The China Factory by Mary Costelllo
I love short story collections. I’d read Academy Street, another book by this author, a year and a half ago. That one is a novel constructed of linked short stories. I quite liked it, so when I came across this one in the e-book section of the library, I downloaded it. The stories in Academy Street all had some tie to the street in the title. This book has no connecting thread between the stories. They are all set in different places within Ireland and involve various characters. I found myself immersed in each story, which is not always the case. I love short story collections, but don’t always connect with every story within a given volume. I did with this one.

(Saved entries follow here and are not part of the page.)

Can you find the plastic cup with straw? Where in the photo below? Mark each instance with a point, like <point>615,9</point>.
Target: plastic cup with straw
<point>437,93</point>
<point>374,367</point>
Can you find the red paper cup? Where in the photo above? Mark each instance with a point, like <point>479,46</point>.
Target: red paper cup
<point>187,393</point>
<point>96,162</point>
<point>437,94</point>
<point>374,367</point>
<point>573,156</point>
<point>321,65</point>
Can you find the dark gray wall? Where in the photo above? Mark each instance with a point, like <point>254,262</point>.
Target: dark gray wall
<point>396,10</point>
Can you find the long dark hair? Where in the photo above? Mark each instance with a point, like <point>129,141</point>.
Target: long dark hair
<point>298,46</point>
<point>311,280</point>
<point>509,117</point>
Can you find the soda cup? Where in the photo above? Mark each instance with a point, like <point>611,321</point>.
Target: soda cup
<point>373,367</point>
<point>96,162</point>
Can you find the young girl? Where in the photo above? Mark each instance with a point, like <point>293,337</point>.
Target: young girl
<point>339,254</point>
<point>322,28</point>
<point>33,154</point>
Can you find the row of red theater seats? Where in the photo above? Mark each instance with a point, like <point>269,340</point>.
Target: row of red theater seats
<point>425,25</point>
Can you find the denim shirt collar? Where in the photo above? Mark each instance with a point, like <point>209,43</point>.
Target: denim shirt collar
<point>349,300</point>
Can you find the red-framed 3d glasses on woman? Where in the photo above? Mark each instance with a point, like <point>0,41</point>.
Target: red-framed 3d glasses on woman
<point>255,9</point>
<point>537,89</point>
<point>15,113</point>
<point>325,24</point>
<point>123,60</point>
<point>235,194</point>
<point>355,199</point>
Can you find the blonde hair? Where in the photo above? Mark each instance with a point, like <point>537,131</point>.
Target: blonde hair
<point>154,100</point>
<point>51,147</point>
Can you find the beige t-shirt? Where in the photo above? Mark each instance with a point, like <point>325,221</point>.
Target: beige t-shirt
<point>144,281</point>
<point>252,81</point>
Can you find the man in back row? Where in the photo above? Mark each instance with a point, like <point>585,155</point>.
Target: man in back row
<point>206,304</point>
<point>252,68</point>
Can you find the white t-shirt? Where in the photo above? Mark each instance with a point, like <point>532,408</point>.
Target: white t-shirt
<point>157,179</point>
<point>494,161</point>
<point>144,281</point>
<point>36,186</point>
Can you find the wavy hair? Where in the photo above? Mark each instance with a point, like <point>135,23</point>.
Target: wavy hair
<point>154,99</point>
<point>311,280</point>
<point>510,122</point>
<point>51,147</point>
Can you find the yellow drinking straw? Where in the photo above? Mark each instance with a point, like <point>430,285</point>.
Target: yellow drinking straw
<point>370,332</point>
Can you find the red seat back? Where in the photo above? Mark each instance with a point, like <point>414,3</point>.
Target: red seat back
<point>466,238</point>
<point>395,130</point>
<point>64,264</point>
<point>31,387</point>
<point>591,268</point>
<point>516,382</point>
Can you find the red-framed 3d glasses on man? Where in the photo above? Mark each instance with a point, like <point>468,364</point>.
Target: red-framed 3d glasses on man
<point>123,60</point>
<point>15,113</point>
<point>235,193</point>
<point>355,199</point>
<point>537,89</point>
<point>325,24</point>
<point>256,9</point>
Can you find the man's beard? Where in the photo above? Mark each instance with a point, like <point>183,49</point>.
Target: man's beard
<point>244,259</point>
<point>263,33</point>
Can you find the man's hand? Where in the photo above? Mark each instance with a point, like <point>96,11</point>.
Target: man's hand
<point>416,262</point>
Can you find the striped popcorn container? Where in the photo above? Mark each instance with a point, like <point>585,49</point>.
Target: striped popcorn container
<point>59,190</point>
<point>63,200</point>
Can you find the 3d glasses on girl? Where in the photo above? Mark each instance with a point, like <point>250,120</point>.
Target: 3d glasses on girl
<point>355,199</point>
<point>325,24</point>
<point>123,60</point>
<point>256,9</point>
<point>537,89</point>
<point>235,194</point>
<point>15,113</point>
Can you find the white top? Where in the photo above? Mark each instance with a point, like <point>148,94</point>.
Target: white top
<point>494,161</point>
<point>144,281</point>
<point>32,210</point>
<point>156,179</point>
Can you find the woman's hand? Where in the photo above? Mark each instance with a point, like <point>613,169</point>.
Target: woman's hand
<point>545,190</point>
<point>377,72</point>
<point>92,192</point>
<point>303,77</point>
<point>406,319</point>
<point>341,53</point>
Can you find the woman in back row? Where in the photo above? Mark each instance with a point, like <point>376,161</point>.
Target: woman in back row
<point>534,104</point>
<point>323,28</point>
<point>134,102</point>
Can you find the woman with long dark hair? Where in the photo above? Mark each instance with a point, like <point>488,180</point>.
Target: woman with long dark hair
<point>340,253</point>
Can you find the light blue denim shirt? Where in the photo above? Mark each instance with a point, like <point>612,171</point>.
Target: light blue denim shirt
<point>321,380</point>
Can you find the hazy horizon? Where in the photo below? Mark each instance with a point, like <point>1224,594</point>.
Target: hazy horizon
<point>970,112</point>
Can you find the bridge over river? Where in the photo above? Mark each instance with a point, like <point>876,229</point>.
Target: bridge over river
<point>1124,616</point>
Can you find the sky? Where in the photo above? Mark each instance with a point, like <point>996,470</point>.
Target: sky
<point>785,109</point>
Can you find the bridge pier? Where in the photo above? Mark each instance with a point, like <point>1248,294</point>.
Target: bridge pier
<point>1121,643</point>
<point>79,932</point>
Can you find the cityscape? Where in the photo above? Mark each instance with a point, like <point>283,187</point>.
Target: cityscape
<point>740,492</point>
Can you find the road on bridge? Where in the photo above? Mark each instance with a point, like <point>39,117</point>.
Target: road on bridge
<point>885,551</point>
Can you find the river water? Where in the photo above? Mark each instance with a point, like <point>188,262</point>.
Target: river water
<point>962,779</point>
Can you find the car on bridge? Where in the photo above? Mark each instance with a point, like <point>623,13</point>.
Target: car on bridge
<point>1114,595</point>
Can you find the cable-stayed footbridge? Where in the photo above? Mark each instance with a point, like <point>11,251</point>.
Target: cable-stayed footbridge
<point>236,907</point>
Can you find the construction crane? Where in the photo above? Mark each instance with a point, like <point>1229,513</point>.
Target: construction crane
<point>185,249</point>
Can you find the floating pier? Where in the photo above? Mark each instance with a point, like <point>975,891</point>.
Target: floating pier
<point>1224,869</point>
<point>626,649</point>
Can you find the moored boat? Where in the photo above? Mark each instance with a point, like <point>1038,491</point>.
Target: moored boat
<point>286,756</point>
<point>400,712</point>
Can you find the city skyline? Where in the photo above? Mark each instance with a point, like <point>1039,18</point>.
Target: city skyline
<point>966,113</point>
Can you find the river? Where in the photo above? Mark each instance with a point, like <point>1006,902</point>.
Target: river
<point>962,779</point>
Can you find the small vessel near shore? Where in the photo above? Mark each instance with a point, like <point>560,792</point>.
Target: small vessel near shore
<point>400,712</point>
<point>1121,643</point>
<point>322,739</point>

Mark-Making in Textile Art by Helen Parrott
This is a great book. In it, the author, who is a textile artist, focuses on just what the title says--mark making in textile art. She takes the reader through her process, complete with lots of photos, examples of her notes and art journal pages, and a case study, which goes from idea to completed piece. She is also good at encouraging people to do what works for them and their practice. She offers examples from others as well as other possibilities that she has thought of in terms of how to proceed. I enjoyed reading this book, thinking about what she had to say, and looking at the photos. It was quite interesting to notice which finished pieces and which textures with the photos made me catch my breath and stop and look more closely.

Hope it's a lovely March day where you are!